1. ¹Department of Human Pathology, Kanazawa University Graduate School of Medicine, Kanazawa, Japan
2. ²Department of Surgery, Nagoya University Graduate School of Medicine, Nagoya, Japan
3. ³Department of Gastroenterology and Hepatology, Shimane University, School of Medicine, Izumo, Japan

Correspondence: Dr Y Nakanuma, MD, Department of Human Pathology, Kanazawa University Graduate School of Medicine, Takaramachi 13-1, Kanazawa 920-8640, Japan. E-mail: pbcpsc@kenroku.kanazawa-u.ac.jp

Received 20 January 2007; Accepted 6 February 2007; Published online 9 April 2007.

Abstract

The mechanism of transformation of biliary epithelium leading to intestinal metaplasia, which is significantly involved in biliary diseases, remains unclear. CDX2, an intestine-specific transcription factor, is thought to regulate intestinal mucin MUC2 (mucus core protein) expression.
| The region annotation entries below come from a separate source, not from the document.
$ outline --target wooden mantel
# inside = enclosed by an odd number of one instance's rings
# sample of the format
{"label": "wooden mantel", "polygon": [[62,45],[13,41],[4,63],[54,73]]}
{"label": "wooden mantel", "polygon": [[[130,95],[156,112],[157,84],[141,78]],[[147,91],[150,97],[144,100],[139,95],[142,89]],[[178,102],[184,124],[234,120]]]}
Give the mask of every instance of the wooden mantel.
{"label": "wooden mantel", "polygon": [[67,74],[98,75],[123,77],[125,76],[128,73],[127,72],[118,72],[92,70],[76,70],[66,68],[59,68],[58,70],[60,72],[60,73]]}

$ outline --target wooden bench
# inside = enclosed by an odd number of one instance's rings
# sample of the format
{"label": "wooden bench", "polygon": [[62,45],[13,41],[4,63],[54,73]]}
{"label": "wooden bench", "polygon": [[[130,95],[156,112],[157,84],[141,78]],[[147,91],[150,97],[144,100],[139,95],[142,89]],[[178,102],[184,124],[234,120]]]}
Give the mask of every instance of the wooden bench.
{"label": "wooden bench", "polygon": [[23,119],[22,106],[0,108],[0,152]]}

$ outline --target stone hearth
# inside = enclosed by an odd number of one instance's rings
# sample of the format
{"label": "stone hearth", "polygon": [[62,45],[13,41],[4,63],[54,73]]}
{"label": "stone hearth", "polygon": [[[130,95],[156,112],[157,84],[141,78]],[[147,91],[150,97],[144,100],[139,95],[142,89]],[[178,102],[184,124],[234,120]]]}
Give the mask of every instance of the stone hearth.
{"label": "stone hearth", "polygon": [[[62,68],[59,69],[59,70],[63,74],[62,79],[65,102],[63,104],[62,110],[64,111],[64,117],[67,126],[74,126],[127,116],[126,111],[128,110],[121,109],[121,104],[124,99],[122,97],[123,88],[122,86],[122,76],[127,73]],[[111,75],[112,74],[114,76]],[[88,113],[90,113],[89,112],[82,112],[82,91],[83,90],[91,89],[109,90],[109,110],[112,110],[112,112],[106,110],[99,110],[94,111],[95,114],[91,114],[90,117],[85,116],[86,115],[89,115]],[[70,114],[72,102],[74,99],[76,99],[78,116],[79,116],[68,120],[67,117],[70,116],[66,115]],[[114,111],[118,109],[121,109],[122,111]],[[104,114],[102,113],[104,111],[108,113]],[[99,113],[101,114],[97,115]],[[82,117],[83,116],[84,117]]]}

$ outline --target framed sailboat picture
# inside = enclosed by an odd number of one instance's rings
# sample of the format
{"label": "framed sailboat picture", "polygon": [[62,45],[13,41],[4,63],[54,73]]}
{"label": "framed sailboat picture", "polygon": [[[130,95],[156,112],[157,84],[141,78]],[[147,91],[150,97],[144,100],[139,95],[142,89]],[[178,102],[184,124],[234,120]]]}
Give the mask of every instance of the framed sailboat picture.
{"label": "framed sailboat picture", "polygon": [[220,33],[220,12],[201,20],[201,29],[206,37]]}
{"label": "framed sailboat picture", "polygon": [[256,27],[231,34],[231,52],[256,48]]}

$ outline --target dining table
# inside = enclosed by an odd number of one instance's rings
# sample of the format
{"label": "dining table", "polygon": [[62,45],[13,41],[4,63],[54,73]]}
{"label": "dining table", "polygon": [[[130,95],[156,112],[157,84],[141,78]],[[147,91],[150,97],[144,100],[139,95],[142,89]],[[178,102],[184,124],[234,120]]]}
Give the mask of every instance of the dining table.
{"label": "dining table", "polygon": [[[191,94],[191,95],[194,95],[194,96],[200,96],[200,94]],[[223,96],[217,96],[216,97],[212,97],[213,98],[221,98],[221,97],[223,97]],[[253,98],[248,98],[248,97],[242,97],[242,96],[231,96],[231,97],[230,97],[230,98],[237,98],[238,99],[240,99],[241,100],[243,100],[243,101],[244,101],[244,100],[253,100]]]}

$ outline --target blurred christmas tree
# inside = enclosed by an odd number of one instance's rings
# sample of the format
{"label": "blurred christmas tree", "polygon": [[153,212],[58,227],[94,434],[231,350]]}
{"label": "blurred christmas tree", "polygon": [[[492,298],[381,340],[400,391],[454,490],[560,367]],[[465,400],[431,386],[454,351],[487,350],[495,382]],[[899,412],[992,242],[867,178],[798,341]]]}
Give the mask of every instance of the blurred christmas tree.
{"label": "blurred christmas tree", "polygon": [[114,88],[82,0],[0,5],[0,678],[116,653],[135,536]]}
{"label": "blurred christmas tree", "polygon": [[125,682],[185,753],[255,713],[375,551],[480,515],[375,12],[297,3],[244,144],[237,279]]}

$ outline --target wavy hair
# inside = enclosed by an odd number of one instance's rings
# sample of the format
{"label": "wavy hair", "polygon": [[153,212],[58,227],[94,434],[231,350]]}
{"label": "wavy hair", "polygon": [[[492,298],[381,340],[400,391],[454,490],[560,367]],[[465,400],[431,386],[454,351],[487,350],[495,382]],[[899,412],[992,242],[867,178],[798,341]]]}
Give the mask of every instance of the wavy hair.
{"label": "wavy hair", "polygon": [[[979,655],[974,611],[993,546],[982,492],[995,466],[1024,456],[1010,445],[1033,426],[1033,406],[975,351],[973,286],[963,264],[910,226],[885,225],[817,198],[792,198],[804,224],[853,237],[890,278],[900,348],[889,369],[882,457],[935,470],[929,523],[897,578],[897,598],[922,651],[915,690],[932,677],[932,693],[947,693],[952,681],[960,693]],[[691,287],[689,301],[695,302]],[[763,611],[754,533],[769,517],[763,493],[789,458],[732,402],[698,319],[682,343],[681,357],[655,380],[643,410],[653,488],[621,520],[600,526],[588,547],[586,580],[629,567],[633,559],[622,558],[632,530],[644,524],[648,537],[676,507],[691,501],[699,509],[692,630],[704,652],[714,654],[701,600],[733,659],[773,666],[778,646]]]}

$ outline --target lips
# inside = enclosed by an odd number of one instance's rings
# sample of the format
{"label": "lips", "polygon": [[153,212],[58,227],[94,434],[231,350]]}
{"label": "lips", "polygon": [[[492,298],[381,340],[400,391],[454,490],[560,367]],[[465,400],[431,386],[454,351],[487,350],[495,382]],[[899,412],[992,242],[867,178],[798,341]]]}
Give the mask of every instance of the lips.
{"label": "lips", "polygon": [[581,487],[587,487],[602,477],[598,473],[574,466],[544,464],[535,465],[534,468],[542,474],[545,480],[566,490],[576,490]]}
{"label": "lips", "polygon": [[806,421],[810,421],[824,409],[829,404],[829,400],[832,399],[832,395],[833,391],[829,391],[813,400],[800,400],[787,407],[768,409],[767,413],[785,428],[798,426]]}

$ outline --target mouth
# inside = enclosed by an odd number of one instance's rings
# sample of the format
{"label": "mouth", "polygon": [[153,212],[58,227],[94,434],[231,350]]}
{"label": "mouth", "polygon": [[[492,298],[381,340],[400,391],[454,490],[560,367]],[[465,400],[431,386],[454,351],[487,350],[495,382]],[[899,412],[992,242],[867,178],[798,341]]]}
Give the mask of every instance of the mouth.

We took advantage of polycystic kidney (PCK) rats as a model of chronic suppurative cholangitis with intestinal metaplasia and of cultured biliary epithelial cells (BECs) from PCK rats to clarify the causal relation between bacterial components such as pathogen-associated molecular patterns (PAMPs) and the development of intestinal metaplasia of bile ducts. Histological, immunohistochemical, and in situ hybridization studies were conducted in PCK rat livers. In cultured BECs, CDX2 and MUC2 were expressed following treatment with PAMPs and inhibitors (anti-Toll-like receptor (TLR)2/TLR4 antibody, nuclear factor-B (NF-B) inhibitor MG132). Chronic suppurative cholangitis with intestinal metaplasia developed as the PCK rats aged, and intestinal metaplasia and aberrant CDX2 and MUC2 expression developed in parallel. Intraluminal bacteria and the expression of TLR2 and TLR4 in BECs were demonstrated in the bile ducts, showing chronic suppurative cholangitis. In cultured BECs, treatment with PAMPs induced upregulation of CDX2 and MUC2 expression, and this effect was abolished by pretreatment with anti-TLR2 and anti-TLR4 antibody and MG132. A knockdown of CDX2 by CDX2 small interfering RNA inhibited MUC2 expression in cultured BECs induced by PAMPs, and transfection of CDX2 expression vector induced MUC2 expression. In conclusion, bacterial components may induce upregulation of the CDX2 expression followed by MUC2 expression via TLR and the NF-B system in cultured BECs, and could be related to the development of intestinal metaplasia of the bile ducts.